1. No. Headphones. Ever. A walker’s attention should always be on the dog and the surroundings.
2. No talking on cell phones except in an emergency.
3. Practice makes perfect. Ask for (and reinforce) your dog for loose-leash walking, and polite sits at street corners and when you stop to talk to someone.
4. Use good equipment that is appropriate for your dog (for example, if not well trained, giant dogs probably need more than a flat collar – and retractable leashes are not considered safe, ever). Inspect the fit and condition of all your equipment frequently. Ensure that your dog wears a tag with current information.
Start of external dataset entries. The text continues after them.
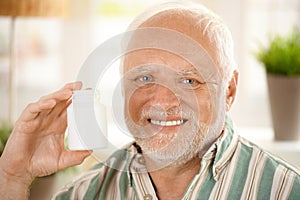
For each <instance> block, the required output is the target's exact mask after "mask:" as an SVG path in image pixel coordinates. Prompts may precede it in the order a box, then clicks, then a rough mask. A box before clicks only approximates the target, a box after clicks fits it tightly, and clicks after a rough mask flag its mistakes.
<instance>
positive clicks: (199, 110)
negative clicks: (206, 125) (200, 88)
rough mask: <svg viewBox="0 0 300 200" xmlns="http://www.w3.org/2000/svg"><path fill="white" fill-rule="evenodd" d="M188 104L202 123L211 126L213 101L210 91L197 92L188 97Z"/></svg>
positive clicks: (195, 92)
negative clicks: (210, 120)
mask: <svg viewBox="0 0 300 200" xmlns="http://www.w3.org/2000/svg"><path fill="white" fill-rule="evenodd" d="M188 96H189V98H188V99H187V100H186V104H187V105H188V106H189V107H190V108H191V109H192V110H193V111H194V112H195V113H196V114H197V117H198V118H199V120H200V122H202V123H205V124H209V123H210V120H211V113H212V100H211V98H212V97H211V95H210V93H209V91H208V90H200V91H195V92H194V93H193V94H192V95H188Z"/></svg>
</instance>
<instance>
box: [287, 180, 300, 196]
mask: <svg viewBox="0 0 300 200" xmlns="http://www.w3.org/2000/svg"><path fill="white" fill-rule="evenodd" d="M295 197H297V199H300V177H299V176H296V178H295V181H294V186H293V188H292V191H291V192H290V196H289V200H295Z"/></svg>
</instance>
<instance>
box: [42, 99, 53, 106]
mask: <svg viewBox="0 0 300 200" xmlns="http://www.w3.org/2000/svg"><path fill="white" fill-rule="evenodd" d="M55 103H56V102H55V100H53V99H48V100H46V101H43V102H42V105H43V106H53V105H55Z"/></svg>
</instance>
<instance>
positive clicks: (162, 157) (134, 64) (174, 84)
mask: <svg viewBox="0 0 300 200" xmlns="http://www.w3.org/2000/svg"><path fill="white" fill-rule="evenodd" d="M206 67H213V66H206ZM207 84H208V83H207V82H206V80H205V79H204V78H203V77H202V75H201V73H200V70H199V69H197V67H195V66H193V65H191V64H190V63H189V62H188V61H186V60H185V59H184V58H182V57H181V56H178V55H175V54H172V53H169V52H166V51H162V50H154V49H152V50H151V49H146V50H137V51H134V52H131V53H128V54H127V55H126V57H125V62H124V88H125V89H124V91H125V118H126V124H127V126H128V129H129V131H130V132H131V133H132V135H133V136H134V138H135V139H136V141H137V143H138V144H139V145H140V147H141V148H142V151H143V154H144V155H145V156H149V157H150V158H152V159H153V160H158V161H168V162H172V163H169V164H178V163H185V162H187V161H188V160H190V159H191V158H192V157H195V156H196V155H197V153H198V152H199V149H200V148H201V147H202V145H203V140H204V137H205V135H206V132H207V130H208V127H209V124H210V120H211V113H212V101H211V98H212V97H211V94H210V90H209V89H208V85H207Z"/></svg>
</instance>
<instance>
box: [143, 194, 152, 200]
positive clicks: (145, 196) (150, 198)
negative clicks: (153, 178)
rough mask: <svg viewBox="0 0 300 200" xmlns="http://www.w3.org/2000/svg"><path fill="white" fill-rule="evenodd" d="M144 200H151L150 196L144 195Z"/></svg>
mask: <svg viewBox="0 0 300 200" xmlns="http://www.w3.org/2000/svg"><path fill="white" fill-rule="evenodd" d="M144 200H152V196H151V194H146V195H145V196H144Z"/></svg>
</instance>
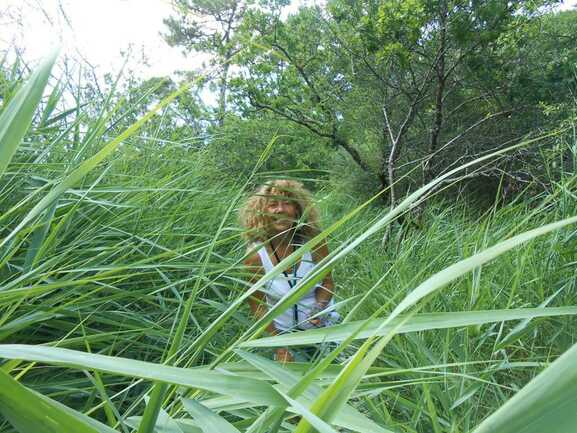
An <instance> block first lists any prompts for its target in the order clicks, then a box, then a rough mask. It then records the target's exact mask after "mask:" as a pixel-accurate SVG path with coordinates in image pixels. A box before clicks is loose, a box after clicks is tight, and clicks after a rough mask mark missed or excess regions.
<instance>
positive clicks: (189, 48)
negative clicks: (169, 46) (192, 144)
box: [164, 0, 287, 126]
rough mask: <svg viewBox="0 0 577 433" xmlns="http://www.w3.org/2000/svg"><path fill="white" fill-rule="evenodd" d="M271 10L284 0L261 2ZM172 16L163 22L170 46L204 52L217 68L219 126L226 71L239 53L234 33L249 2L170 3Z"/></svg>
mask: <svg viewBox="0 0 577 433" xmlns="http://www.w3.org/2000/svg"><path fill="white" fill-rule="evenodd" d="M261 3H262V5H263V6H270V7H272V8H273V9H274V10H278V8H279V7H281V6H282V5H284V4H286V3H287V2H286V1H284V0H279V1H272V2H264V1H263V2H261ZM172 4H173V6H174V10H175V12H176V16H175V17H169V18H167V19H165V20H164V23H165V24H166V26H167V27H168V34H166V35H164V37H165V39H166V41H167V42H168V43H169V44H170V45H171V46H180V47H182V48H183V49H184V51H185V53H191V52H196V53H206V54H209V55H210V56H211V62H212V64H213V65H214V66H217V67H218V68H219V70H218V72H217V76H218V84H217V87H218V112H217V123H218V125H219V126H222V125H223V122H224V118H225V115H226V111H227V91H228V85H229V75H230V68H231V65H232V63H233V58H234V56H235V55H236V54H237V53H238V52H239V50H240V47H241V45H240V41H239V39H238V35H237V30H238V27H239V26H240V24H241V22H242V20H243V18H244V15H245V14H246V12H247V11H248V10H249V8H251V7H254V6H255V2H254V1H253V0H244V1H243V0H173V2H172Z"/></svg>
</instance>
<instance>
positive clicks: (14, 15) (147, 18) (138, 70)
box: [0, 0, 577, 77]
mask: <svg viewBox="0 0 577 433" xmlns="http://www.w3.org/2000/svg"><path fill="white" fill-rule="evenodd" d="M576 1H577V0H576ZM303 3H307V4H311V3H312V0H309V1H306V0H293V2H292V4H291V6H290V7H289V8H288V10H287V13H288V12H290V11H292V10H296V9H297V7H298V5H299V4H303ZM171 12H172V9H171V6H170V0H98V1H92V0H0V14H2V15H0V26H1V27H0V28H1V31H0V52H1V51H4V50H6V49H9V47H14V46H15V47H18V48H20V49H23V50H24V58H25V59H26V60H27V61H28V62H35V61H36V60H38V59H40V58H42V57H44V56H45V55H46V54H47V53H49V52H50V51H51V49H52V48H54V47H57V46H60V47H62V53H63V54H67V55H69V56H72V57H74V58H78V57H80V56H81V57H82V58H83V59H85V60H86V61H88V62H89V63H90V64H91V65H93V66H96V67H97V68H98V70H99V74H103V73H105V72H116V71H118V70H119V69H120V67H121V66H122V64H123V62H124V60H123V57H122V54H121V53H122V52H123V51H124V52H126V51H127V50H128V47H129V46H131V47H132V48H131V61H130V62H129V63H128V65H129V67H133V68H135V69H138V73H139V74H141V76H143V77H151V76H159V75H169V74H171V73H172V72H174V71H175V70H190V69H198V68H199V67H202V64H203V60H204V61H205V62H206V57H205V56H198V55H196V56H195V55H188V56H186V57H185V56H184V55H183V54H182V50H180V49H179V48H171V47H169V46H168V44H166V42H164V40H163V38H162V36H161V35H160V33H161V32H165V25H164V24H163V22H162V20H163V18H166V17H168V16H169V15H171ZM143 59H146V60H147V63H148V65H149V66H143V65H142V60H143Z"/></svg>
5. Pay attention to your dog’s body language. Chances are she will alert you about anything amiss on the street or trail long before you become aware of it. Whether that’s another dog walker approaching, a mountain biker flying down the trail toward you, or a mountain lion trailing you, an early warning can help you manage the situation – but if only you are paying attention.
6. Carry really good treats. Professionally trained walkers know that good training is built with top-shelf reinforcements.
7. Make sure your dog is healthy before starting any exercise program.
8. Do not let your dog run off-leash unless he has a reliable recall. (The only exception would be in a fenced dog park, during off-peak hours, so you could work on your dog’s recall!)
9. Manage your dog’s behavior! Don’t assume that it is okay for your dog to interact with every dog and every human you come across. Not only is it rude, but it can also trigger unexpected, and maybe unwanted, reactions.